From the traditional consumer value lens, audiences are winning: Streaming subscriptions usually cost less than traditional cable bundles, while providing access to a broad range of titles as libraries consolidate. But the market looks very different from the vantage point of smaller competitors: independent producers and distributors such as A24, Neon and Kino Lorber.
Small producers have always had to fight against the big studios to get their films seen. But they also relied on a robust independent theater market to help them break out. “Moonlight,” “Tangerine” and “Parasite,” for example, built their audiences first through word of mouth before becoming must-see theatrical hits and eventual award winners.
This arrangement was sustained by both producers and exhibitors wanting these films to financially succeed. Even when studio subsidiaries like Sony Pictures Classics distribute art-house films, they have to compete on the same playing field.

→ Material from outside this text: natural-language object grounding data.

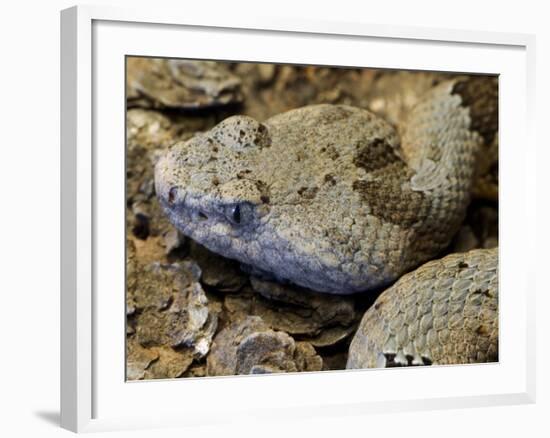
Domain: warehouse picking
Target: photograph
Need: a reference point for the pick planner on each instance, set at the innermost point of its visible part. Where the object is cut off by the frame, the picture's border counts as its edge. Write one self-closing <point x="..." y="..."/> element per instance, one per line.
<point x="285" y="218"/>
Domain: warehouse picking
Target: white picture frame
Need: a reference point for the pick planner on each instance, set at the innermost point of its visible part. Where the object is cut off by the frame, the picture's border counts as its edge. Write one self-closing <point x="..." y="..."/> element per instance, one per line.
<point x="94" y="41"/>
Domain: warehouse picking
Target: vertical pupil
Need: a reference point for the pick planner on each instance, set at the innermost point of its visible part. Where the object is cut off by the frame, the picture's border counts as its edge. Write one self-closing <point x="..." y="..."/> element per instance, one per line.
<point x="237" y="214"/>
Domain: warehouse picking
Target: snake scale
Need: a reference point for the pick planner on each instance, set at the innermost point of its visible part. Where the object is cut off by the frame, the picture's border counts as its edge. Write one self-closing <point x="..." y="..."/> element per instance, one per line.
<point x="335" y="199"/>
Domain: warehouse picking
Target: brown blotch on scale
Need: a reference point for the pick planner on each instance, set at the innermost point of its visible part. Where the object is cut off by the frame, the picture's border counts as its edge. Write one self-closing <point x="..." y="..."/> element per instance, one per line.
<point x="374" y="155"/>
<point x="389" y="198"/>
<point x="480" y="95"/>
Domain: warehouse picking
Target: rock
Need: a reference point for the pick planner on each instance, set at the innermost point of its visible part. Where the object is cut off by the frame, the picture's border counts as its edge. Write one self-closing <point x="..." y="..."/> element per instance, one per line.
<point x="250" y="347"/>
<point x="319" y="319"/>
<point x="170" y="363"/>
<point x="137" y="360"/>
<point x="218" y="272"/>
<point x="179" y="83"/>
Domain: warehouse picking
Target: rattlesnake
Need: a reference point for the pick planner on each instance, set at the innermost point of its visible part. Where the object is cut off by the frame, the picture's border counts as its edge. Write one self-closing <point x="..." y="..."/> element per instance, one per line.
<point x="331" y="197"/>
<point x="445" y="312"/>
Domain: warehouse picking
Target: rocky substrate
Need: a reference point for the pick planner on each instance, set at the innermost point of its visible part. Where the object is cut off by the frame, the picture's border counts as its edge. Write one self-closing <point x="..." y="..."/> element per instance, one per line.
<point x="193" y="313"/>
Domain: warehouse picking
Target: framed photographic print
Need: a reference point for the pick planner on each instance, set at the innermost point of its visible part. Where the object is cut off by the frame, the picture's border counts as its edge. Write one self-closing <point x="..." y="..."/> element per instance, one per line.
<point x="332" y="218"/>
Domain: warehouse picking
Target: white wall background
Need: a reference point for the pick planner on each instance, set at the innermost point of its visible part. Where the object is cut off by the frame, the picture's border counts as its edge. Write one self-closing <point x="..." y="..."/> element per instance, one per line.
<point x="29" y="216"/>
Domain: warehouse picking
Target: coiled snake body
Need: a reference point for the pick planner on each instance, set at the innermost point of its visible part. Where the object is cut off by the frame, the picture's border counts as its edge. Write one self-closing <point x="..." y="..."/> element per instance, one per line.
<point x="334" y="199"/>
<point x="445" y="312"/>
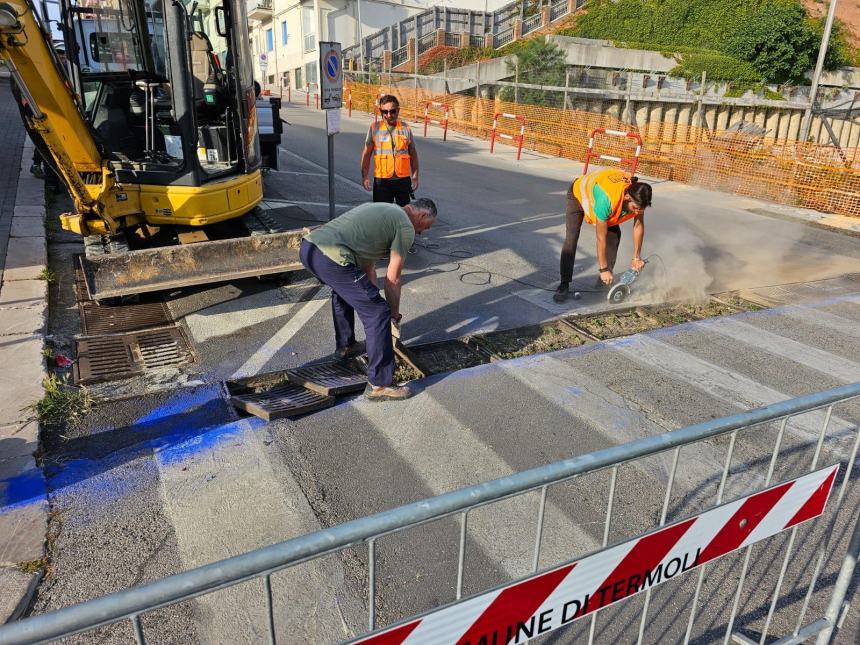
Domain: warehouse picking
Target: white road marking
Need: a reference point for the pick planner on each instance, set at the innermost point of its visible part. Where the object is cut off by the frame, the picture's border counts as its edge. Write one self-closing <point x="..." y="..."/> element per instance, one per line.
<point x="323" y="168"/>
<point x="272" y="346"/>
<point x="818" y="359"/>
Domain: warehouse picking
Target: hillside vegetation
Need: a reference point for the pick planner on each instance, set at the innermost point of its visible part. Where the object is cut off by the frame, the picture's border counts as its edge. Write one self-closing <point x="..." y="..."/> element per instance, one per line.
<point x="774" y="41"/>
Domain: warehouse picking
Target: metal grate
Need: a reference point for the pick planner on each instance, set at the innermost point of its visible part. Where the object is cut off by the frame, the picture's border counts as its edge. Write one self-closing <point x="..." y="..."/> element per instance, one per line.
<point x="105" y="359"/>
<point x="281" y="401"/>
<point x="331" y="379"/>
<point x="166" y="347"/>
<point x="108" y="358"/>
<point x="102" y="319"/>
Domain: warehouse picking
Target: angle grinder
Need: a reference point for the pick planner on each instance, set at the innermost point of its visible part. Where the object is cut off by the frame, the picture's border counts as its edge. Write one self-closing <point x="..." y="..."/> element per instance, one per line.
<point x="620" y="291"/>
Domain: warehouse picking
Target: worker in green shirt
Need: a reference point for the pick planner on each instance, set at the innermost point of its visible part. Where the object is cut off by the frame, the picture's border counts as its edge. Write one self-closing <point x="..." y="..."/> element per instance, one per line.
<point x="343" y="255"/>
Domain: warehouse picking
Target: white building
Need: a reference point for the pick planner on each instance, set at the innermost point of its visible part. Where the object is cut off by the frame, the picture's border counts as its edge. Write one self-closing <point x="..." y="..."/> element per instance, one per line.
<point x="284" y="33"/>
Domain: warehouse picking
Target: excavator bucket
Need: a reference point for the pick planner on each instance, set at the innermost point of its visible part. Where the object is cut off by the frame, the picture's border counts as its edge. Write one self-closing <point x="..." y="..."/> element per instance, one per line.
<point x="171" y="267"/>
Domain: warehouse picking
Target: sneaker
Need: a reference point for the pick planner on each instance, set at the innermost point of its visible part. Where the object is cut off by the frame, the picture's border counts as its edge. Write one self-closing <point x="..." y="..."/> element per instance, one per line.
<point x="387" y="393"/>
<point x="350" y="351"/>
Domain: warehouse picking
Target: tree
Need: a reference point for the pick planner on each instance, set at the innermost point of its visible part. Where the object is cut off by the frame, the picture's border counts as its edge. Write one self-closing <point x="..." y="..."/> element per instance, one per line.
<point x="536" y="61"/>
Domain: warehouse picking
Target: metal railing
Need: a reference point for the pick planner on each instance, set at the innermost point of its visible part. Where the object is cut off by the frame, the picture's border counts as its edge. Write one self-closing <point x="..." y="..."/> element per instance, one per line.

Under streaming, however, the switch to a subscription service upends that dynamic. Once a film is on the site, Netflix does not necessarily make an effort to make sure audiences hit play, and often it “buries” licensed films to prioritize its exclusive content.
While co-founder Ted Sarandos claims that a Netflix hit makes “a billion dollars of box office in terms of cultural impact,” when was the last time someone mentioned, say, “6 Underground” or “Thunder Force”? Or go to Amazon Prime Video’s home page and see how hard it can be to find Barry Jenkins’ highly acclaimed series “The Underground Railroad.” The new goal seems to hope for “Game of Thrones”-like hits, with the rest of the content as simply arbitrary filler.